What it Does
Based on some amazing work by my friend Weston Ruter, I’ve put together a little library that mashes together
- some text (usually some HTML)
- an audio source reading that text (usually an mp3)
- a timing file (in this case, generated by CMU Sphinx)
The result is that when you press “play” the words are highlighted as they are read, and you can click on words to navigate through the audio. The magic comes from data produced by the CMU Sphinx library (based on Weston’s work) which creates the word timing information.
I put together two demo versions, one of Martin Luther King, Jr.’s I Have A Dream speech and another one of the English Bible using the English Standard Version which has as great API. Unfortunately, the MLK speech didn’t align very well so the demo isn’t very good other than as an example of how dependent the process is on a good alignment.
(note: right now it’s Chrome/Safari/IE9 only since it requires MP3 playback)
How it Works
Although I wanted to use a “standard” format like WebVTT, I also wanted the filesize to be compact since my intended project involved large datasets of 48 hours or more of audio (i.e. the Bible). So here’s the basic JSON format:
{"words":[ ["in",0.03,0.18], ["the",0.18,0.28], ["beginning",0.28,0.88], ["god",0.88,1.35], ["created",1.35,1.93] ]}
Basically, it’s just an array of words with a start and end time. The array of arrays format is quite a bit smaller than using JSON and doesn’t require any processing like WebVTT (although that might change later).

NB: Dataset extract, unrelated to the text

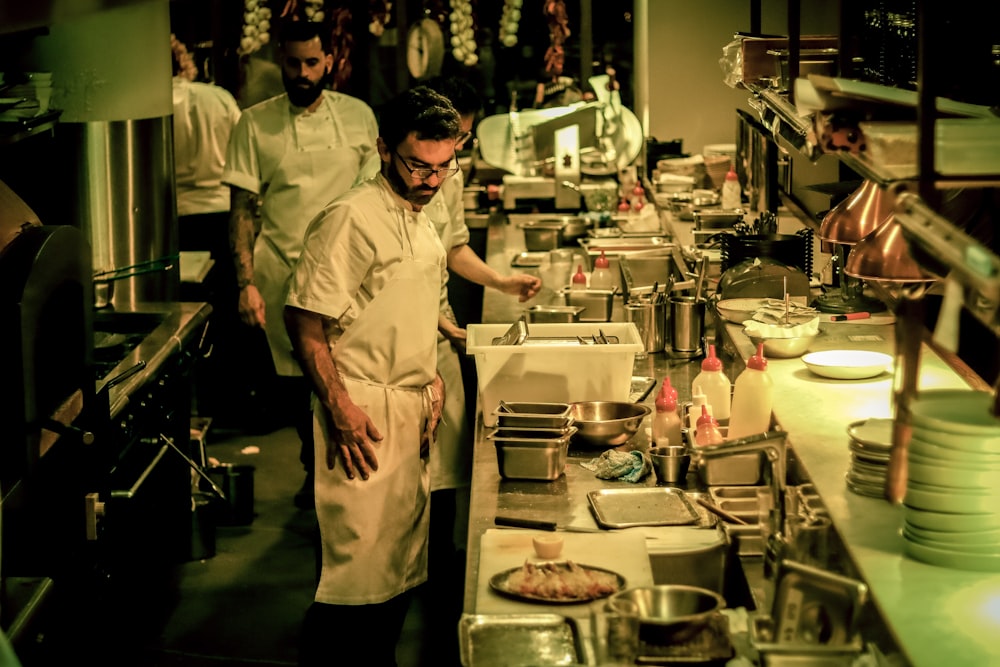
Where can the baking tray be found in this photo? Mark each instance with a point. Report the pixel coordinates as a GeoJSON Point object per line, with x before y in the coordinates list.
{"type": "Point", "coordinates": [648, 506]}
{"type": "Point", "coordinates": [491, 640]}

It would take quite a bit of time to produce something like this by hand, but Weston used the CMU Sphinx library to generate this data, and it’s probably been about 90% accurate for the entire ESV Bible.
Once all the data is loaded, the AudioAligner class searches through a DOM node for the words in the array, skipping over classes or tags you define, and then links those words to the audio player.
Demo
Again, the demo I put together utilizes the API provided by the creators of the English Standard Version (ESV) of the Bible. The API allows developers to request the text and the MP3 and then this is mashed up with the timing files generated with SMU Sphinx.
HTML5 Karoke Demo
If anyone’s interested in the library, please let me know in the comments and I’ll post it to Github.
I’m definitely interested and I’m looking to participate to help on some Bible web/app projects
btw, this is awesome 🙂
Very cool! Yesterday I was reading up on web audio and ran across an experiment by the author of jPlayer that had some similarities, but it was doing manual audio syncing. I can’t speak to the underlying code, but the demo was fun to fiddle with, particularly using the text to navigate or as a soundboard, and the visualization bit was also nice.
http://happyworm.com/blog/2010/12/05/drumbeat-demo-html5-audio-text-sync/
Yes! Please post the code to Github. I can see this being very useful for playing hymns + words – a hymn karaoke, sort of. Do you have any idea if CMU Shpinx works on other languages?
Thanks.
Hi:
Very cool. Would you mind sharing on github?
Thanks
Alan
Am I interested? AM I? This is amazing – I’m all over it. In fact I wanted to do something myself using CMU Sphinx. Please do put in on github – great work and thanks!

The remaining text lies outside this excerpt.